The ruling, from a split three-judge panel, upholds a preliminary injunction by the district court. The case was appealed to the United States Court of Appeals for the Ninth Circuit by the Little Sisters of the Poor, a Catholic organization that cares for people in nursing homes, and by March for Life, an anti-abortion advocacy group.
Judges John Clifford Wallace, a nominee of former President Richard Nixon, and Susan Graber, appointed by former President Bill Clinton, upheld the injunction.
Wallace, who authored the opinion, wrote that the states “will incur significant costs as a result of their residents’ reduced access to contraceptive care.”
He wrote that women who don’t receive coverage for contraception will seek to have them paid for through state programs, and that if they cannot access it they will become pregnant, incurring more costs to states. He added that when women have a an unplanned child it can get in the way of their educational goals and ability to join the workforce, reducing their tax contributions.
California, Delaware, Virginia, Maryland, and New York, will not have to abide by the Trump administration’s rules that say employers do not have to pay for birth control coverage for their workers if they have any religious or moral objections to them. The change is set to take effect elsewhere in the U.S. at the beginning of 2019.
The Trump administration has estimated that between 31,700 and 120,000 women across the U.S. could lose access to birth control coverage under the new rule.
The judge who dissented, Andrew Kleinfeld, an appointee of Republican President George H.W. Bush, said he would have revoked the injunction because the states lack standing.
“The reason they lack standing is that their injury is what the Supreme Court calls ‘self-inflicted,’ because it arises solely from their legislative decisions to pay these moneys,” he wrote.
The groups that appealed signaled the fight was not over. Diana Verm, the attorney for the Little Sisters of the Poor, said in a statement the ruling forced the organization to “spend another Christmas defending their religious exemption from the HHS mandate in court.”
The birth control mandate is an outgrowth of Obamacare. The law was written to allow the Department of Health and Human Services to decide what type of preventive care health insurance plans should cover without copays, and the Obama administration determined that all forms of birth control should be included.
The obligation previously had exemptions for houses of worship, but not for businesses or nonprofit organizations. Those who didn’t comply would be fined, and after the Supreme Court asked the Obama administration to find a work-around, groups again challenged them in court.
The Trump administration wrote its own rules that loosened the exceptions, which were subsequently challenged by the states in court.
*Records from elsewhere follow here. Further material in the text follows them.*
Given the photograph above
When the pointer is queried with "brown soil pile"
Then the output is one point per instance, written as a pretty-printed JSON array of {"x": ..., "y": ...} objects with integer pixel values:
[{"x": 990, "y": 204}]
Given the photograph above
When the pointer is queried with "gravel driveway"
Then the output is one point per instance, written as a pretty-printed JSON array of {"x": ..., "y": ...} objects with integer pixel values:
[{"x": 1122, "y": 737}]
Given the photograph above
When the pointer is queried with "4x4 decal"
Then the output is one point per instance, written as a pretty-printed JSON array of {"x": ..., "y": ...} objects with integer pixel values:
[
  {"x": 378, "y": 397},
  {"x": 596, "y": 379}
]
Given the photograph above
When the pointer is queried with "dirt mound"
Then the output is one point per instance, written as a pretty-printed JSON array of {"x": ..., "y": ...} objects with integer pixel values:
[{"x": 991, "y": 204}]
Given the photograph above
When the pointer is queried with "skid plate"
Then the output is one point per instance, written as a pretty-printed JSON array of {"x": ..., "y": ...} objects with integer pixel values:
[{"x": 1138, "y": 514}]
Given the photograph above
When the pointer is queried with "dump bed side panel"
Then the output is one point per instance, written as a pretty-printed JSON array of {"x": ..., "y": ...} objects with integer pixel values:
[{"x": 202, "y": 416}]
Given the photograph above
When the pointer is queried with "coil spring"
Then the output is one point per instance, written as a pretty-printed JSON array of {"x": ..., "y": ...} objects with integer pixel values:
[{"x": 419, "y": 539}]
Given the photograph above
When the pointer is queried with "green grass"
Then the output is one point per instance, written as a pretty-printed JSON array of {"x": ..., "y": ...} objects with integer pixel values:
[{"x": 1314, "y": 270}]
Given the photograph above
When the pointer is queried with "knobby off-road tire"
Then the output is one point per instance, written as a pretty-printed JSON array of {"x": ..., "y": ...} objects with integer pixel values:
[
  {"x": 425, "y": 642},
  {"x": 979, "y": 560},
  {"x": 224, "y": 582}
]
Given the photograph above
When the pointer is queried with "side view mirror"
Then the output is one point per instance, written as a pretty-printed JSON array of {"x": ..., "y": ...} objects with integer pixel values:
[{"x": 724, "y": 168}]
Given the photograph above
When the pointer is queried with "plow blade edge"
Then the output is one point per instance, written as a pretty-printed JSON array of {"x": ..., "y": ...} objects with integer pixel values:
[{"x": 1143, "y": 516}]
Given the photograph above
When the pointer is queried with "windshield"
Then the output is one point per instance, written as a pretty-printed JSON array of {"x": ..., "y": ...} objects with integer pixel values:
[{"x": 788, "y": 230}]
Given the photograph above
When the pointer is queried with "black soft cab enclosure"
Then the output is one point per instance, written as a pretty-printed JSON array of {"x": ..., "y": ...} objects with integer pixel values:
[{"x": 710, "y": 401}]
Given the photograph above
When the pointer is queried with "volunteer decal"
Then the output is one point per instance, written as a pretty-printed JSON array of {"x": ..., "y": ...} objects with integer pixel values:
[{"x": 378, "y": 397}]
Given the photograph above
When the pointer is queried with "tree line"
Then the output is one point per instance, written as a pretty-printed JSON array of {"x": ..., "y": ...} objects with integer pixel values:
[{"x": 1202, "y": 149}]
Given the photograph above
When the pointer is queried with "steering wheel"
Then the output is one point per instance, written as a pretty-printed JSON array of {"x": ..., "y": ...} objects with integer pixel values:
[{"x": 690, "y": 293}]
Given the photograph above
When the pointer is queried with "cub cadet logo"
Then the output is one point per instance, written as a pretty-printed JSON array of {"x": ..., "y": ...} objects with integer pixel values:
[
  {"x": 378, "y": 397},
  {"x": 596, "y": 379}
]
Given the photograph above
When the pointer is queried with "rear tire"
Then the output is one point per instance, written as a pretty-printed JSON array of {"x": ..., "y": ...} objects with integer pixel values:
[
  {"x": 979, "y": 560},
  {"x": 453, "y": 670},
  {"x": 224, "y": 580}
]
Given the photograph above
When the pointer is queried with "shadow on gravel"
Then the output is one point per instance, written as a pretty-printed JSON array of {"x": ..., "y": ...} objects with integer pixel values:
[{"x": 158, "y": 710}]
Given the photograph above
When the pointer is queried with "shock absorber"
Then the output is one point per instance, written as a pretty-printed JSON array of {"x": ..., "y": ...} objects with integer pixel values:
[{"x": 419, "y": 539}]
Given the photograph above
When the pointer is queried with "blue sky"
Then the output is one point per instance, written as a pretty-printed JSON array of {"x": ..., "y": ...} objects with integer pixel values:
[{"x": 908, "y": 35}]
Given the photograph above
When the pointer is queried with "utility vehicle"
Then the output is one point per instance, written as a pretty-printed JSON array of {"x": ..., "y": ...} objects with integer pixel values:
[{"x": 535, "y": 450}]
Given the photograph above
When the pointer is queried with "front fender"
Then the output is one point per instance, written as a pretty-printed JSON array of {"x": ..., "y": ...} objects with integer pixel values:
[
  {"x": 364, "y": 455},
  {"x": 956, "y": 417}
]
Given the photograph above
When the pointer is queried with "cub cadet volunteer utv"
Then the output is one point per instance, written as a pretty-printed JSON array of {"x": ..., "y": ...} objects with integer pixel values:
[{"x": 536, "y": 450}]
On Tuesday, a federal judge ruled that a group of Christian organizations that sued under the Obama administration did not need to abide by the birth control mandate.
Some organizations oppose all forms of birth control and sterilization, while others oppose specific kinds, such as intrauterine devices and emergency contraception, which they say are abortifacients because their labels say they can prevent a fertilized egg from attaching to the uterus.